Didn't liked the first two games. I hope this game changes that.


----------



## abhidev (Apr 12, 2012)

the robot is large too...i t means much more larger aliens!!


----------



## Sujeet (Apr 12, 2012)

Lost Planet 2 was good.


----------



## vickybat (Apr 12, 2012)

^^ Severely lacked in storyline. Its predecessor was much better in this department. But lp2 featured brilliant visuals and some gigantic boss fights that simply looked spectacular in dx11.


----------



## gameranand (Apr 12, 2012)

Gameplay isn't that good in both games.


----------



## Alok (Apr 12, 2012)

^yes, i saw many videos and didn't get interested to play any of them. Will see this if something special.


----------



## Zangetsu (Apr 13, 2012)

I haven't played any of the series but liked the developer Capcom...

graphics was superb


----------



## abhidev (Apr 13, 2012)

Lost planet 1 was good....boss fights were good too.


----------



## gameranand (Apr 13, 2012)

^^ Aiming and exploration was real bad.


----------



## abhidev (Apr 13, 2012)

gameranand said:


> ^^ Aiming and exploration was real bad.

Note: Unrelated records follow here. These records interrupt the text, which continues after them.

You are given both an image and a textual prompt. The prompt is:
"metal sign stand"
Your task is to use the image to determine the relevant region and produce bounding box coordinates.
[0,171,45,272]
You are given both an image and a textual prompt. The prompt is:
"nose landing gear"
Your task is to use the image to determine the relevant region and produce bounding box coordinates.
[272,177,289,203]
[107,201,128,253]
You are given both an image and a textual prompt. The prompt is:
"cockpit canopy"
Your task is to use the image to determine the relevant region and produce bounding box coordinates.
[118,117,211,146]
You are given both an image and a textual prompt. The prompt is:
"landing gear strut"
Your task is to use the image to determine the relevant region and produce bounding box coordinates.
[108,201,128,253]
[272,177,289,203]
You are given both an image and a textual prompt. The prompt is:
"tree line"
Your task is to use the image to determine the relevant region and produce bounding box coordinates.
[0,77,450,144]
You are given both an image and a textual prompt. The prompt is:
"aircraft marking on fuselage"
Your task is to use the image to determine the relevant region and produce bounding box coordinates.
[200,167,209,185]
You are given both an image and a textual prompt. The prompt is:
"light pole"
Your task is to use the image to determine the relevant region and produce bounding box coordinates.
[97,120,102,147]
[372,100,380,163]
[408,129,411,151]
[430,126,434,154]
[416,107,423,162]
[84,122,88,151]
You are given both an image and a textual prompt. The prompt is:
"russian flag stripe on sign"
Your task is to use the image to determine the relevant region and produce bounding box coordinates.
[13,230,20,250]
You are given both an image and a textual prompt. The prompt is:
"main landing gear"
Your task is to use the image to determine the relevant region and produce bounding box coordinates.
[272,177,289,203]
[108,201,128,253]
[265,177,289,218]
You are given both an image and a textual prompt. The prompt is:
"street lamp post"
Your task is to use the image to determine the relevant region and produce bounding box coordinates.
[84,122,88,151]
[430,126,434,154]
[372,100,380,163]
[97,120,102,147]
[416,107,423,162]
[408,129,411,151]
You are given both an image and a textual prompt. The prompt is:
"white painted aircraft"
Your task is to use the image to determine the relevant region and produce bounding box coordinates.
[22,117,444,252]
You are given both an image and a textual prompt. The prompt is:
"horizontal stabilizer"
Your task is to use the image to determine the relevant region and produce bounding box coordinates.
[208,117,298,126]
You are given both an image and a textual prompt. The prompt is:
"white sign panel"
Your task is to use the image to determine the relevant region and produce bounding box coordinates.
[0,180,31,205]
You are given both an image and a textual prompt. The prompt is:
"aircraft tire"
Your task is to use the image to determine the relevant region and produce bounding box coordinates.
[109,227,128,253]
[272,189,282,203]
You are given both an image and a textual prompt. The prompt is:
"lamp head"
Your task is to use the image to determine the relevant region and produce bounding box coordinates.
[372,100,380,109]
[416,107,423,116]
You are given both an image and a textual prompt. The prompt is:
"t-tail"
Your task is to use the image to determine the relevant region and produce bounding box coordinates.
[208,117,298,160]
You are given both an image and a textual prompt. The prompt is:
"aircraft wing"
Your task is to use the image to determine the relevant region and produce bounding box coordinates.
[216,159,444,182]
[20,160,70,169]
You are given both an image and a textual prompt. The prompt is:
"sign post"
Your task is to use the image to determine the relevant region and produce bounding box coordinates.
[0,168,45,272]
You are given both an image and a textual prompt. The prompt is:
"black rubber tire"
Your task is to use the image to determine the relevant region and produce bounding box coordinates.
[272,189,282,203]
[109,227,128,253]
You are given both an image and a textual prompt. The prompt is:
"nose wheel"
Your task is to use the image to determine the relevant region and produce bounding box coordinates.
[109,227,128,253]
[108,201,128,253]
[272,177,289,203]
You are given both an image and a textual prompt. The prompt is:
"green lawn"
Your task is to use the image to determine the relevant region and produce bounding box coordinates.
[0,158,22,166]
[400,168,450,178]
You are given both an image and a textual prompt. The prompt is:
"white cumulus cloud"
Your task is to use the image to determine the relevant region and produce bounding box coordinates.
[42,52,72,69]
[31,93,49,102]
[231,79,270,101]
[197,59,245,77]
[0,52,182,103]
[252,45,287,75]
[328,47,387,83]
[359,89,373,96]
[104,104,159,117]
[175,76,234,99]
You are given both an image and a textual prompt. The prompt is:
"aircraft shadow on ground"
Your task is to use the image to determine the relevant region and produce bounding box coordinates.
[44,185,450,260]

yea...but overall it was a one time play game.


----------



## gameranand (Apr 13, 2012)

I got frustrated in first level and quit. Haven't played LP2 carefully but aiming wasn't improved in that also.


----------



## Soumik (Apr 20, 2012)

I liked both games. LP 1 a lot better than LP 2 because seemed like playing a CS type game on EDEN III. What i like abt the series is the awesome graphics and the Capcom style uber cool massive boss fights . Nothing better than taking down beasts around a 1000 times larger than me


----------



## gameranand (Apr 20, 2012)

I hated that you need to refill that goddamn meter if you wish to roam around and survive. It pretty much made this game linear.


----------



## Alok (Apr 26, 2012)

*andriasang.com/con0tp/images/23xbk/full.jpg
*andriasang.com/con0tp/images/23xbm/full.jpg
*andriasang.com/con0tp/images/23xbo/full.jpg
*andriasang.com/con0tp/images/23xbl/full.jpg
*andriasang.com/con0tp/images/23xbj/full.jpg


----------



## Sujeet (Apr 26, 2012)

Visuals ARE OK.


----------



## vickybat (May 23, 2012)

*Lost planet 3 preview*

It will be using unreal engine 3 instead of MT framework.


----------



## gameranand (May 23, 2012)

And I was hoping that it will use next gen engine.


----------